Andy Resnick said:
I'm not an expert in information theory, but IIRC, a string of identical bits has *zero* information (and zero entropy), because of the way information is encoded in a signal. See the way entropy of a signal is defined here:
http://en.wikipedia.org/wiki/Information_theory
"The entropy, H, of a discrete random variable X is a measure of the amount of uncertainty associated with the value of X."
According to that link, entropy is a function of your expectations. If your options are 1 and 0 and you don't know which you're going to get, you have maximum entropy. The values that you actually get, 00000, 01101, etc, don't (typically) change the entropy level.

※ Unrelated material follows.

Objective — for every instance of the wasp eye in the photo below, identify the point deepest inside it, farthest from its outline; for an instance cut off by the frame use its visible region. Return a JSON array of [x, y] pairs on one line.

If you know that the sum of your bits is odd, you have 5 total bits, and you know what the first 4 are, then you can predict the final bit - there is no entropy or uncertainty associated with it. It is only when your bits are correlated like this that the actual series of bits has anything to do with total entropy.
This type of entropy doesn't have anything to do with physical E=mc^2 energy though. If it did, gaining knowledge about what's on my flash drive would change its mass. If my drive has all 0s and I expect a random sequence of 1s and 0s, it is at maximum entropy. If my drive has all 0s and I expect it to have all 0s then it has no entropy. You don't need a physical change to change your information entropy, so it can't be related to mass.
There's no inherent "amount of information" in a string of bits, no matter what they are. It all depends on what you are expecting - what algorithm you are using to encode or decode your bits.
The mass would change if the drive physically has more electrons on it when storing 1s or 0s and your density of 1s and 0s changes. That's the only way I can think of it changing though.